The case study follows the same five stages, but the EDRU approach tackles each stage in a different manner.

4.1 Identify user needs

The study analysed 11 research papers using the CIS in SUF and SecUF form in different countries (official documents from NSIs or other government departments were also analysed but these consisted exclusively of simple tabulations). In addition, the authors could draw on observations from nine years running a controlled environment, where researchers could carry out unrestricted analyses on the CIS. Finally, a non-systematic Google Scholar search was carried out.

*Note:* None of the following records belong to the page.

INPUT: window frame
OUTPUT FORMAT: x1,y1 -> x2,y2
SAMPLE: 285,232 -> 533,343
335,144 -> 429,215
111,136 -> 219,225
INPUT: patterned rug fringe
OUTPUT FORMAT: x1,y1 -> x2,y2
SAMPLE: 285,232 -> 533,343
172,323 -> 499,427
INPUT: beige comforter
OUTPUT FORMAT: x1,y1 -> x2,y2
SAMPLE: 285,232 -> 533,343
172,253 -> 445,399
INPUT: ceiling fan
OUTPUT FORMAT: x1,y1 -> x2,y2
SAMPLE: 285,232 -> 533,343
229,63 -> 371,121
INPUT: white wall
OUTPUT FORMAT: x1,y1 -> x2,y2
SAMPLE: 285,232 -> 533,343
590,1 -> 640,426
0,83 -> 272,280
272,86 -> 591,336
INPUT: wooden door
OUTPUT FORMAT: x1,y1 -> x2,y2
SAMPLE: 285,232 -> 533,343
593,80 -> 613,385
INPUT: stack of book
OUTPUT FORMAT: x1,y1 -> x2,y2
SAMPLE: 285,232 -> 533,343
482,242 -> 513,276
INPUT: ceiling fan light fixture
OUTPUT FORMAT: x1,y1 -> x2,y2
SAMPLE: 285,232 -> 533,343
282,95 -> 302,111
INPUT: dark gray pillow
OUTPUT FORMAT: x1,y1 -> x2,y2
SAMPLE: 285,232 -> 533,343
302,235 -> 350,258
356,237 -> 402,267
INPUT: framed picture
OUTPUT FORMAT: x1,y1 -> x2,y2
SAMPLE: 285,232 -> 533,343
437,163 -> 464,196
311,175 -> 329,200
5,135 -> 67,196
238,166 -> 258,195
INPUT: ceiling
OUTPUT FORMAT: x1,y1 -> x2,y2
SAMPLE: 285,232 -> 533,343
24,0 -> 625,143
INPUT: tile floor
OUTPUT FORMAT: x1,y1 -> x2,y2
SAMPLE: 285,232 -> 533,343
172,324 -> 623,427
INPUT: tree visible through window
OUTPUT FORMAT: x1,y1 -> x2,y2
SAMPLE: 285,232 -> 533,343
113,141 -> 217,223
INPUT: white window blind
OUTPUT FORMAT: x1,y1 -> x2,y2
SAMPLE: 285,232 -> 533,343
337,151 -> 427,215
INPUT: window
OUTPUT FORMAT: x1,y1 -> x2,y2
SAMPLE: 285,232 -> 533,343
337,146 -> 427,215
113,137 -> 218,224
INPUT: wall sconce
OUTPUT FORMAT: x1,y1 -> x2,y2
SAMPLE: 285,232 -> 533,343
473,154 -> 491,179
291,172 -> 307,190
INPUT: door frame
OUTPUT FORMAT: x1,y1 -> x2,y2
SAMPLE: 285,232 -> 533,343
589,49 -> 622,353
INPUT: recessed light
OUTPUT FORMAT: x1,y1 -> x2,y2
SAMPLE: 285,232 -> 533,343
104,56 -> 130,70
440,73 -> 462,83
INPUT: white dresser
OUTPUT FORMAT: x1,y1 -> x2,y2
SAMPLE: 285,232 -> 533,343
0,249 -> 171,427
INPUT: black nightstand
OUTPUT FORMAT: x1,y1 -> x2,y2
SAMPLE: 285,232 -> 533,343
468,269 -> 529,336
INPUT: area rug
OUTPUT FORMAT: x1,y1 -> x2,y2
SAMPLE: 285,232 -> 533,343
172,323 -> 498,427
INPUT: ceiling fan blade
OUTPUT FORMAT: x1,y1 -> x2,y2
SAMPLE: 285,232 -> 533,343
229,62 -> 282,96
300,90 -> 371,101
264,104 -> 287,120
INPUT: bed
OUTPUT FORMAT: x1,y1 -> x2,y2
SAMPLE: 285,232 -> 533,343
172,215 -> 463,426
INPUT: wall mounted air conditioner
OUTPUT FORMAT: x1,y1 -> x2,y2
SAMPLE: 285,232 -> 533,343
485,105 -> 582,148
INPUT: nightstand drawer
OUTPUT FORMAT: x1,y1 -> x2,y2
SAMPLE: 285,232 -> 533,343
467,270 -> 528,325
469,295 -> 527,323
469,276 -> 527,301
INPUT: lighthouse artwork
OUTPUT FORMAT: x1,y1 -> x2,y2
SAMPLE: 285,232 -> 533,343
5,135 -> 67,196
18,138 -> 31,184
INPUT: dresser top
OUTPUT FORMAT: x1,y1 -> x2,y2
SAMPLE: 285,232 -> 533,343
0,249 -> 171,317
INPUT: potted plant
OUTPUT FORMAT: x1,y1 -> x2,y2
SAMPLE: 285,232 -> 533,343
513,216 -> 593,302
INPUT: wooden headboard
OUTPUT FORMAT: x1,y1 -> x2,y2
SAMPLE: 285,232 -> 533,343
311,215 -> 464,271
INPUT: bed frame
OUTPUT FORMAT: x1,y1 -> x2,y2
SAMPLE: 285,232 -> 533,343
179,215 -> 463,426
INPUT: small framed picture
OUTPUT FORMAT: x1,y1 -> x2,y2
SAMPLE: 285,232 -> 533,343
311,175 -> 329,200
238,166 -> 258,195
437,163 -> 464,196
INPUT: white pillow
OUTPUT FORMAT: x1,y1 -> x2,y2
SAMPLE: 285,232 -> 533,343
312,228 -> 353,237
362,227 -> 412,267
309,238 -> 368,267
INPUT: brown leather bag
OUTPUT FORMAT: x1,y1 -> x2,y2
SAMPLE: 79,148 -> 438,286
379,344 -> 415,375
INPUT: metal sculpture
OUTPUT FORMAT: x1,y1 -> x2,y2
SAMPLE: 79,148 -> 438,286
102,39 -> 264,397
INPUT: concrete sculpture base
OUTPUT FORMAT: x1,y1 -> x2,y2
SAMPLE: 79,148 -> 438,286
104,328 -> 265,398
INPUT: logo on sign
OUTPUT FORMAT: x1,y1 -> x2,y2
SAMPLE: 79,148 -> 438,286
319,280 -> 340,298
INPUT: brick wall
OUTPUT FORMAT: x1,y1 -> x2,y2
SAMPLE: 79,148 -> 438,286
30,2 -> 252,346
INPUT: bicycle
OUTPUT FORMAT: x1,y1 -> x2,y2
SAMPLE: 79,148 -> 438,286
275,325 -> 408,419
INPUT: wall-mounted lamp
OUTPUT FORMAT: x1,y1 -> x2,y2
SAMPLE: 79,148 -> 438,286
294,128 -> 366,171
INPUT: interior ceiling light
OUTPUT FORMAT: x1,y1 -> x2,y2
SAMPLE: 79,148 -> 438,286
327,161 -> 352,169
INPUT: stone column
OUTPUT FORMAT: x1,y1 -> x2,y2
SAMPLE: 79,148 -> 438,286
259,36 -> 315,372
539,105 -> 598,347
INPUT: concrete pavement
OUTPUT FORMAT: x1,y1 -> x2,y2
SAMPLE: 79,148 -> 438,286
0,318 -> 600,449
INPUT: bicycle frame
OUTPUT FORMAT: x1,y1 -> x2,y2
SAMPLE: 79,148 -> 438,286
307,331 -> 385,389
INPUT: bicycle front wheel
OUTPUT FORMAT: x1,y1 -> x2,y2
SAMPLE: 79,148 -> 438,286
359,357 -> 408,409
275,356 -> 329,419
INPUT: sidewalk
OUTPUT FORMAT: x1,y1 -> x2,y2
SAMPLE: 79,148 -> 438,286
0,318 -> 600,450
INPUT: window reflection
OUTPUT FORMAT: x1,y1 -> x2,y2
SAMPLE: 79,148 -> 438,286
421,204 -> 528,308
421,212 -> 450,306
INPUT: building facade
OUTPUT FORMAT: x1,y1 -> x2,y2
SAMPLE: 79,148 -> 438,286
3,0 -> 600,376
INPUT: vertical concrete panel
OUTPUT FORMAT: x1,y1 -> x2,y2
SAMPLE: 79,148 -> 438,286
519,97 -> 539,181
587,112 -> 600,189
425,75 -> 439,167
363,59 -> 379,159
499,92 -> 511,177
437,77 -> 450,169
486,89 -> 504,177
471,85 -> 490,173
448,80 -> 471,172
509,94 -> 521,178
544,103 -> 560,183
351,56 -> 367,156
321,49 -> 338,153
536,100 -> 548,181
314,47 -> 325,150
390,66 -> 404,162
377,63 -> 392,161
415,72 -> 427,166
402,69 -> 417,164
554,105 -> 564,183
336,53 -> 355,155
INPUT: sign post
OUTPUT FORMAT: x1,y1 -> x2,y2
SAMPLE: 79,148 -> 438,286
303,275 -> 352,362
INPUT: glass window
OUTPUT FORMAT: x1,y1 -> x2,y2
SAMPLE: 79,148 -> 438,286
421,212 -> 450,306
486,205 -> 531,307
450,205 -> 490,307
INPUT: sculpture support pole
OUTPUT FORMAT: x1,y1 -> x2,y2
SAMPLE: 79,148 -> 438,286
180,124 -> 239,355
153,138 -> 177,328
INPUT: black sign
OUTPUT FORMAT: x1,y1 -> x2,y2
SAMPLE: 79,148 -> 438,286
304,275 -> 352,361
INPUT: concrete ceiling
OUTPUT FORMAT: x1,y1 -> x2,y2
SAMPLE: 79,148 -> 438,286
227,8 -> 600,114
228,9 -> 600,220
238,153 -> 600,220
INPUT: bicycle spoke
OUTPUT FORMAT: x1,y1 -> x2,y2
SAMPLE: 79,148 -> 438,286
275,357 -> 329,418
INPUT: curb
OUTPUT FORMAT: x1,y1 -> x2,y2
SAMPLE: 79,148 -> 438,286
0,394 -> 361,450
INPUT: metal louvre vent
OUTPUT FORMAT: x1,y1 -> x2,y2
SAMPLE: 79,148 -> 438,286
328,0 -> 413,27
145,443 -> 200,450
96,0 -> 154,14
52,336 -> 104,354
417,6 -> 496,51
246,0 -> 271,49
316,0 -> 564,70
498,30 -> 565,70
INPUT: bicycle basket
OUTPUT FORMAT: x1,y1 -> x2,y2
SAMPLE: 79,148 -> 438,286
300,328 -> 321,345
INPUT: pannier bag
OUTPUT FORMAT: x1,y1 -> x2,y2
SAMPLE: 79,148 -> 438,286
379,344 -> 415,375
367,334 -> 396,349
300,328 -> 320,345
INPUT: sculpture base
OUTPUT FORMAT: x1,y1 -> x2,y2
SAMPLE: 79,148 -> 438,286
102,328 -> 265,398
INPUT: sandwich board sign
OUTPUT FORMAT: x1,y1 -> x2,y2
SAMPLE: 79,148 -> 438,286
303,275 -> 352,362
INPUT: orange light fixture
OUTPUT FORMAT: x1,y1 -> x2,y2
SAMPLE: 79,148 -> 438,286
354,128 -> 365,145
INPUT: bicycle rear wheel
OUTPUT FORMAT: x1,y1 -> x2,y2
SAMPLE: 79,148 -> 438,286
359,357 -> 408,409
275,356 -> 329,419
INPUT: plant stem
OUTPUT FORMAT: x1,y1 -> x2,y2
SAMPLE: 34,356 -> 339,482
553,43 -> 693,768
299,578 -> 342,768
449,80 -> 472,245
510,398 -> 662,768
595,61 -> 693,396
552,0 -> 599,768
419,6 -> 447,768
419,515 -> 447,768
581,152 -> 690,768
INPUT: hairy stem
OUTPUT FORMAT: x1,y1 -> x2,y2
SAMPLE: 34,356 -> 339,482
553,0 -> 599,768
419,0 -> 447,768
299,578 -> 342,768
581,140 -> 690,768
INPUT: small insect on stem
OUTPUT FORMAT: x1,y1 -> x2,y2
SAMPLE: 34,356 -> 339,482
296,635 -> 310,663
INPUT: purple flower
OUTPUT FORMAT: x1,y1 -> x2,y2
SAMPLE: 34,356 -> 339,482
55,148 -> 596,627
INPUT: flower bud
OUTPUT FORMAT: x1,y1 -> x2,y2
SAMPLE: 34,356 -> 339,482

These confirmed that the overwhelming use of the CIS by researchers (as opposed to government agencies who hold the source data) was marginal analysis, particularly linear and non-linear regression. A key objective was therefore to retain validity in marginal analyses.

4.2 Identify the user environment and risks

Users have the CIS SUFs under their control, with instructions to store the data safely and not attempt to re-identify companies, but with no effective mechanism for monitoring whether the instructions are complied with. There is no evidence of malicious use of SUFs by genuine researchers. There is evidence of accidental and deliberate misuse which has the consequence of breaching confidentiality rules or procedures [28].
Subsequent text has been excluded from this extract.